What is ‘big data’: a definition

Posted on

What is ‘big data’? How big does ‘big data’ have to be before it is ‘big data’. Here is my attempt on a definition:

  • ‘Small data’ is of a size such that it can easily be handled in a general purpose spreadsheet program. It is possible to navigate the data to get an overview of the data rows and columns as well as immediately look on each element. An example of a ‘small data’ data set Iris flower data set with 150 example and 5 columns. Another one is the Pima Indians Diabetes Data Set.
  • ‘Medium data’ is data that fits within a single machine, but cannot be handled with a general purpose statistical program. It is difficult to get an overview of the data. A typical ‘medium data’ data set size may be several hundreds of megabytes.
  • ‘Big data’ is data where the reading of the data presents a problem. All data cannot be handled on one computer but one needs to iterate over the data samples when analysing the data. In the 1990s a positron emission tomography neuroimaging data sets with 20 subjects would be an example of ‘big data’: To do principal component analysis we would iterate over each subject to iteratively build the covariance matrix before a eigenvector analysis. Now such sized data I would consider ‘medium data’. Such data now fits into a single matrix where a plentora of algorithms can analyze it directly.

Different technologies may blur the boundary making the iteration transparent. Spark SQL allows one to make SQL queries on distributed data sets making it look like – from the data analyst point of view – that a ‘big data’ data set is a ‘medium data’ data set.

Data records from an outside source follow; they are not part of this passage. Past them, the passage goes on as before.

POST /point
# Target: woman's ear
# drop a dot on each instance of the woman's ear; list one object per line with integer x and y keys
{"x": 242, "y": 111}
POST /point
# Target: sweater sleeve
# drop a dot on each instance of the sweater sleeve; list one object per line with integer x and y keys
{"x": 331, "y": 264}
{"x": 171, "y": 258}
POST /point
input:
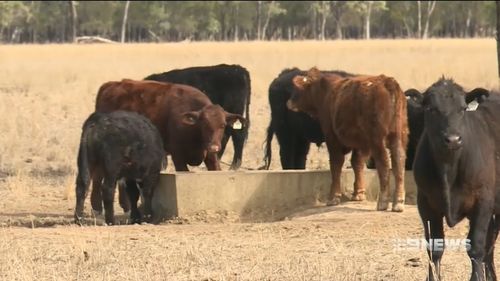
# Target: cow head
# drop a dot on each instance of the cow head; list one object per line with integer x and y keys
{"x": 211, "y": 122}
{"x": 445, "y": 107}
{"x": 304, "y": 89}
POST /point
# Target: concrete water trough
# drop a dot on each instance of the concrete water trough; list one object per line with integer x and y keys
{"x": 257, "y": 195}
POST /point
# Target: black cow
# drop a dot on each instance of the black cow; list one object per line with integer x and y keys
{"x": 294, "y": 130}
{"x": 114, "y": 146}
{"x": 457, "y": 171}
{"x": 415, "y": 114}
{"x": 226, "y": 85}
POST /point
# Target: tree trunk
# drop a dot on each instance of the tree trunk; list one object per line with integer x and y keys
{"x": 430, "y": 9}
{"x": 236, "y": 27}
{"x": 407, "y": 27}
{"x": 266, "y": 24}
{"x": 467, "y": 23}
{"x": 74, "y": 20}
{"x": 124, "y": 22}
{"x": 259, "y": 25}
{"x": 419, "y": 19}
{"x": 498, "y": 36}
{"x": 323, "y": 20}
{"x": 367, "y": 19}
{"x": 335, "y": 7}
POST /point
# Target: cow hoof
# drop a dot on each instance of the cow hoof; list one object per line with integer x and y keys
{"x": 382, "y": 205}
{"x": 398, "y": 207}
{"x": 79, "y": 220}
{"x": 358, "y": 197}
{"x": 334, "y": 202}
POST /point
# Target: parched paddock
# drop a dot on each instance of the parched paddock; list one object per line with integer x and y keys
{"x": 351, "y": 241}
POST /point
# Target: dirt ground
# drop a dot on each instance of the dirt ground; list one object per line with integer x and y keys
{"x": 348, "y": 242}
{"x": 47, "y": 91}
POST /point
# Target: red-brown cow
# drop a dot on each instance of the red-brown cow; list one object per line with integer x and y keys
{"x": 364, "y": 114}
{"x": 190, "y": 126}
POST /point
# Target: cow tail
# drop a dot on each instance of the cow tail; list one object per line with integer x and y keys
{"x": 267, "y": 147}
{"x": 247, "y": 109}
{"x": 400, "y": 115}
{"x": 83, "y": 176}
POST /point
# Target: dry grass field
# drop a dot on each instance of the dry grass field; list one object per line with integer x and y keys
{"x": 47, "y": 91}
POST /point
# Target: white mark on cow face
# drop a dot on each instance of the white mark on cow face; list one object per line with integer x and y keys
{"x": 444, "y": 111}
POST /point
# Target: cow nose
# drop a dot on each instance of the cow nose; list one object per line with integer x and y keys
{"x": 453, "y": 141}
{"x": 213, "y": 148}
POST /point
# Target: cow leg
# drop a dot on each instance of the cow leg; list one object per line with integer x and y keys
{"x": 335, "y": 151}
{"x": 358, "y": 159}
{"x": 398, "y": 157}
{"x": 287, "y": 152}
{"x": 108, "y": 195}
{"x": 123, "y": 197}
{"x": 479, "y": 225}
{"x": 224, "y": 141}
{"x": 180, "y": 165}
{"x": 382, "y": 164}
{"x": 95, "y": 195}
{"x": 489, "y": 260}
{"x": 433, "y": 229}
{"x": 238, "y": 137}
{"x": 212, "y": 162}
{"x": 148, "y": 187}
{"x": 300, "y": 153}
{"x": 81, "y": 190}
{"x": 133, "y": 194}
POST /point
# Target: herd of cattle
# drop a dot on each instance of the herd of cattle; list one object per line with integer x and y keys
{"x": 448, "y": 136}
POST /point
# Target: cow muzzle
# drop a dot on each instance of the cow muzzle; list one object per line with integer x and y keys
{"x": 213, "y": 148}
{"x": 290, "y": 105}
{"x": 453, "y": 141}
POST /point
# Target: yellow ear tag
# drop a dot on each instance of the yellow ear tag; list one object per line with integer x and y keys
{"x": 237, "y": 125}
{"x": 472, "y": 106}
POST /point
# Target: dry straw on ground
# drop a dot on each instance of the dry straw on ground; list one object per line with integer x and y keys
{"x": 47, "y": 91}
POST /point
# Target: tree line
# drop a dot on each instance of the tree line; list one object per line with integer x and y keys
{"x": 164, "y": 21}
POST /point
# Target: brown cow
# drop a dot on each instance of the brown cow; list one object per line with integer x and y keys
{"x": 364, "y": 114}
{"x": 190, "y": 126}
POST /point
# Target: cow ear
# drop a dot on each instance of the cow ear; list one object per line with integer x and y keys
{"x": 314, "y": 74}
{"x": 300, "y": 82}
{"x": 414, "y": 95}
{"x": 190, "y": 118}
{"x": 235, "y": 120}
{"x": 478, "y": 94}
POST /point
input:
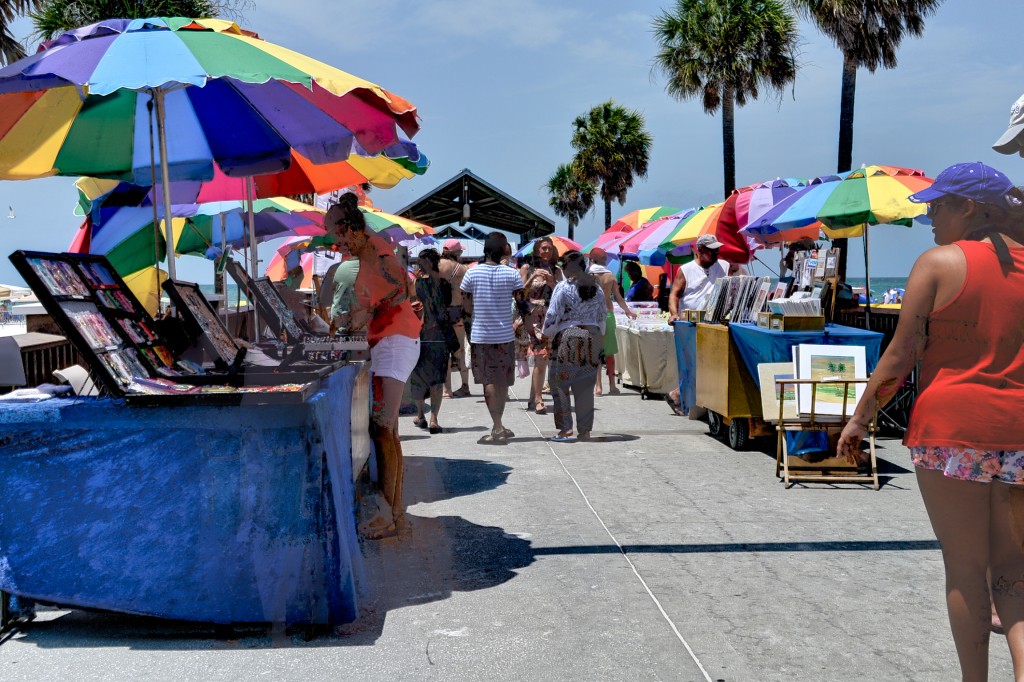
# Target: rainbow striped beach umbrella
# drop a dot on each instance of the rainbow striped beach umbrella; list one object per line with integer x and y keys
{"x": 845, "y": 203}
{"x": 85, "y": 102}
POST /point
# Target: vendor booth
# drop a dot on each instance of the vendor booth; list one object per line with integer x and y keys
{"x": 200, "y": 486}
{"x": 646, "y": 352}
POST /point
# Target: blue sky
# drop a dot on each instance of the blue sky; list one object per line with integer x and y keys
{"x": 498, "y": 83}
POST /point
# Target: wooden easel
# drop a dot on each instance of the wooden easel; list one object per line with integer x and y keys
{"x": 832, "y": 469}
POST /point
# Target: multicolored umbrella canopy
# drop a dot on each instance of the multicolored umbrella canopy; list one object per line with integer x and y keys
{"x": 86, "y": 103}
{"x": 754, "y": 201}
{"x": 636, "y": 219}
{"x": 398, "y": 162}
{"x": 845, "y": 203}
{"x": 130, "y": 241}
{"x": 562, "y": 245}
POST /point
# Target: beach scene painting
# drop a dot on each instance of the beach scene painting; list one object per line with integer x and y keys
{"x": 827, "y": 363}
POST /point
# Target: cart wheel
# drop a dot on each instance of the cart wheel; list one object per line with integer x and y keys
{"x": 716, "y": 427}
{"x": 739, "y": 431}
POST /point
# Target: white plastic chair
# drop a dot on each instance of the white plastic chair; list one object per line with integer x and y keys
{"x": 78, "y": 378}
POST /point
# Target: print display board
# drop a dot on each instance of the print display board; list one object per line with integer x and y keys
{"x": 100, "y": 315}
{"x": 272, "y": 309}
{"x": 199, "y": 314}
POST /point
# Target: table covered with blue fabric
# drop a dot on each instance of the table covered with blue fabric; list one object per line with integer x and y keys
{"x": 686, "y": 358}
{"x": 242, "y": 514}
{"x": 757, "y": 344}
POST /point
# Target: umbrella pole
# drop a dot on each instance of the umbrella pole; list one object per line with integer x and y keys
{"x": 158, "y": 97}
{"x": 867, "y": 284}
{"x": 253, "y": 254}
{"x": 223, "y": 272}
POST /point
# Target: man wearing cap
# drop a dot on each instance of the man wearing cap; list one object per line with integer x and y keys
{"x": 695, "y": 280}
{"x": 453, "y": 270}
{"x": 1012, "y": 140}
{"x": 598, "y": 268}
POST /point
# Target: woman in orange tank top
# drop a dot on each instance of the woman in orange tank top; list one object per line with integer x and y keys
{"x": 962, "y": 317}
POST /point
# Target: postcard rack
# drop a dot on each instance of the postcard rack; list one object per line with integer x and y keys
{"x": 832, "y": 469}
{"x": 98, "y": 313}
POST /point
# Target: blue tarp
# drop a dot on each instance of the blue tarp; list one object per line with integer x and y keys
{"x": 686, "y": 357}
{"x": 757, "y": 344}
{"x": 215, "y": 514}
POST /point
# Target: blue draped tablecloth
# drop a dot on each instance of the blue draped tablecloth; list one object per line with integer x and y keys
{"x": 240, "y": 514}
{"x": 757, "y": 344}
{"x": 686, "y": 358}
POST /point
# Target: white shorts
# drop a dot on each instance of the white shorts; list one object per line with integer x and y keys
{"x": 394, "y": 356}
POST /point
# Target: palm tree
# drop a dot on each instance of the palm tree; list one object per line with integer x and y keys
{"x": 612, "y": 146}
{"x": 725, "y": 51}
{"x": 571, "y": 196}
{"x": 54, "y": 16}
{"x": 868, "y": 33}
{"x": 10, "y": 48}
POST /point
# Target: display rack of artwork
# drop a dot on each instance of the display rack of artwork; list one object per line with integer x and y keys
{"x": 204, "y": 323}
{"x": 100, "y": 315}
{"x": 272, "y": 309}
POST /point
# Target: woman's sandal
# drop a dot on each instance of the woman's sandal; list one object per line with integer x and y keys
{"x": 494, "y": 439}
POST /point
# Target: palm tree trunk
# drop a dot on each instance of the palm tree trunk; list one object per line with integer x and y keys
{"x": 847, "y": 95}
{"x": 729, "y": 139}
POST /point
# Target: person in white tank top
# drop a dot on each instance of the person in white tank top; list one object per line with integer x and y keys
{"x": 695, "y": 280}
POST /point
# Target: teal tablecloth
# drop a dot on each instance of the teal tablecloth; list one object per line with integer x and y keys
{"x": 757, "y": 344}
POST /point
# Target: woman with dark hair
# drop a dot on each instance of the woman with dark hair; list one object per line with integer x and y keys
{"x": 576, "y": 324}
{"x": 640, "y": 288}
{"x": 962, "y": 320}
{"x": 381, "y": 304}
{"x": 540, "y": 275}
{"x": 427, "y": 379}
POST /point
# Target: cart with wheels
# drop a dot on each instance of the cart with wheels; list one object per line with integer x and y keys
{"x": 725, "y": 388}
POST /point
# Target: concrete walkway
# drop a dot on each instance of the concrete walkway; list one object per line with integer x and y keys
{"x": 654, "y": 553}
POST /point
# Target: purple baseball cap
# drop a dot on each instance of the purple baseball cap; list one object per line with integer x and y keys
{"x": 972, "y": 180}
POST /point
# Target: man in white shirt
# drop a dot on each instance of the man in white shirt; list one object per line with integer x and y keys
{"x": 488, "y": 291}
{"x": 695, "y": 280}
{"x": 693, "y": 283}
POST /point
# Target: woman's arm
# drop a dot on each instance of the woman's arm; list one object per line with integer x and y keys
{"x": 905, "y": 349}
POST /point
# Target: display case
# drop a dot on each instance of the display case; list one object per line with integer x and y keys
{"x": 203, "y": 324}
{"x": 100, "y": 316}
{"x": 273, "y": 311}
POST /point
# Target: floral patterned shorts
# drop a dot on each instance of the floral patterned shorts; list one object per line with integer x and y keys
{"x": 969, "y": 464}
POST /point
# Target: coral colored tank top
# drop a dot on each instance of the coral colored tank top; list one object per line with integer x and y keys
{"x": 972, "y": 374}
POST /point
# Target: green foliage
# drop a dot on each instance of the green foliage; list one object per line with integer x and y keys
{"x": 54, "y": 16}
{"x": 868, "y": 32}
{"x": 10, "y": 48}
{"x": 708, "y": 47}
{"x": 570, "y": 196}
{"x": 612, "y": 147}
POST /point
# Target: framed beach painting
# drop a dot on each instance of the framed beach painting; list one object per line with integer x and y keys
{"x": 827, "y": 363}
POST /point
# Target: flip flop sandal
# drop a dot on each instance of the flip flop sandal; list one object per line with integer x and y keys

This definition differs from Matt Hunt from Bloomberg. His definition is “‘Medium data’ refers to data sets that are too large to fit on a single machine but don’t require enormous clusters of thousands of them: high terabytes, not petabytes.” In their book Mayer-Schönberger and Kenneth Cukier regard three distinguishing features of ‘big data’: “more”, messy and correlation rather than causality. Other definitions can be read off from Wikipedia’s Big data article.